The partnership also strengthened farmers’ awareness of milk quality. Berehane points to training that helped members understand milk quality standards, including the risks of diluting milk with water and basic handling principles that protect safety and quality.

“For farmers, we gave two rounds of training sessions,” she explains. The training focused on maintaining quality at the household level and ensuring farmers understand what affects quality and testing outcomes.

Milk suppliers line up at the Andenet (Cheki Andinet) Dairy Cooperative in Debre Birhan, waiting to deliver fresh milk for testing, chilling, and sale.

Milk suppliers line up at the Andenet (Cheki Andinet) Dairy Cooperative in Debre Birhan, waiting to deliver fresh milk for testing, chilling, and sale. Photo: Liban Hailu/Oxfam

This matters because when Garden Dairy grows responsibly, the cooperative and its members gain more stable demand, clearer quality expectations, and stronger technical capacity, helping farmers supply milk with confidence and helping the cooperative reduce losses and improve collection systems.

Challenges that still hold the cooperative back

Despite the progress, challenges remain.

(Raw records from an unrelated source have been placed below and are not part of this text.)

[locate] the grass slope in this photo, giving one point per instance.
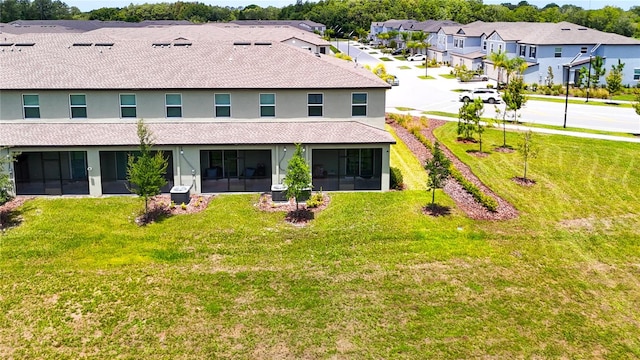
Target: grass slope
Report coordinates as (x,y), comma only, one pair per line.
(370,277)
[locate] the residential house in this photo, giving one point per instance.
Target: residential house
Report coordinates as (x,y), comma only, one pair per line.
(225,103)
(542,46)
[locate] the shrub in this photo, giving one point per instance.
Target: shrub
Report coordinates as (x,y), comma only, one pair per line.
(315,200)
(397,181)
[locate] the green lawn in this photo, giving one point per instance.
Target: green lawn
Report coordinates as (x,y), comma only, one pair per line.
(370,277)
(498,123)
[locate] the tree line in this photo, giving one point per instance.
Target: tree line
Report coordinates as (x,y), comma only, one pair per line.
(348,15)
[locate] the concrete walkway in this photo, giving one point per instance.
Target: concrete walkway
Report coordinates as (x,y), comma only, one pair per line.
(513,127)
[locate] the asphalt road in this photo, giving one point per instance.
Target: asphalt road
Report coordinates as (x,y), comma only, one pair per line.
(439,95)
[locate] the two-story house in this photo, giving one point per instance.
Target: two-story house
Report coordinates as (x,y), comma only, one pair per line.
(225,109)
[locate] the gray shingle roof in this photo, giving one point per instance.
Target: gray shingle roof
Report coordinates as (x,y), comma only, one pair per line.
(134,63)
(195,133)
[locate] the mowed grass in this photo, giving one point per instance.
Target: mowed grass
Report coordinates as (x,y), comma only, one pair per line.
(370,277)
(413,174)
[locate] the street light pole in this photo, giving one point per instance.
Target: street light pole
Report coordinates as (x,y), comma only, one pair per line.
(566,100)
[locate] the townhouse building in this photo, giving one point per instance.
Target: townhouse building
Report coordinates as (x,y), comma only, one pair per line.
(225,103)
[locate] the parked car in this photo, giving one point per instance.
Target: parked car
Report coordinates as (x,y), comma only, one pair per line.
(491,96)
(475,77)
(417,57)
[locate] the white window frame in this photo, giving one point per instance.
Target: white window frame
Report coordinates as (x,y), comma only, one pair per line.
(72,106)
(314,105)
(557,53)
(365,105)
(128,106)
(221,105)
(172,106)
(25,106)
(265,105)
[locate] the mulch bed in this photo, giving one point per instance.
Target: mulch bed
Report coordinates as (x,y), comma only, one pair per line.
(8,217)
(461,197)
(300,216)
(160,207)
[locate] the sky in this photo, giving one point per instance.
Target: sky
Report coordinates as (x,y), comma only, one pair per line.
(87,5)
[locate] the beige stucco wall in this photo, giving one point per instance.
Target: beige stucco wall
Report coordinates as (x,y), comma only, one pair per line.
(196,104)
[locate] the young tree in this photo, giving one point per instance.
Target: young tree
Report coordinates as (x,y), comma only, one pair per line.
(614,78)
(597,64)
(298,178)
(6,187)
(528,149)
(514,97)
(146,172)
(438,168)
(469,119)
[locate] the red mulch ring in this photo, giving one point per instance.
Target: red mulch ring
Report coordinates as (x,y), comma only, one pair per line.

Berehane points first to payment delays, which affect the cooperative’s ability to pay members quickly. “If we pay members fast,” she says, “We will get more people joining us.” When payments are delayed, farmers turn to other coping mechanisms, including selling processed products informally.

She also highlights seasonal patterns: during Kiremt (June to September), milk supply rises sharply. “During the rainy season,” she explains, “we get the most milk. The biggest we got is 3,325 litres in a day.”

To protect quality and reduce disputes, Berehane says the cooperative needs modern testing tools. Their current lactose testing device works, but it is outdated. “If we had an updated Lactoscan,” she explains, “we wouldn’t have to fight with our members. The technology would show whether the milk meets quality standards.”

She also points to high transport costs as a continuing burden.

“Together we can hold even a lion.”

Even with these challenges, Berhane’s pride is clear, not only in what the cooperative produces but also in what it represents for women’s leadership and local economic growth.

Before she took on this role, Berehane spent most of her days at home, carrying the responsibilities that rarely get recognised or paid. Today, she manages the cooperative’s daily operations, leading staff, overseeing milk collection and contracts, and helping steer the cooperative’s growth. 

“I’m happy I work here,” she says. “I’m not just staying at home. I come to work, and I go home knowing I’ve contributed.”

And when she speaks to other cooperatives starting out, she returns to the message of unity:

“A single strand breaks easily,” she says, “but when we weave our efforts together, we can hold even a lion.”

Her hope is simple and forward-looking: “I want the cooperative to expand more, with quality and quantity, to reach more people abundantly,” she says, “and to reach processing and beyond.”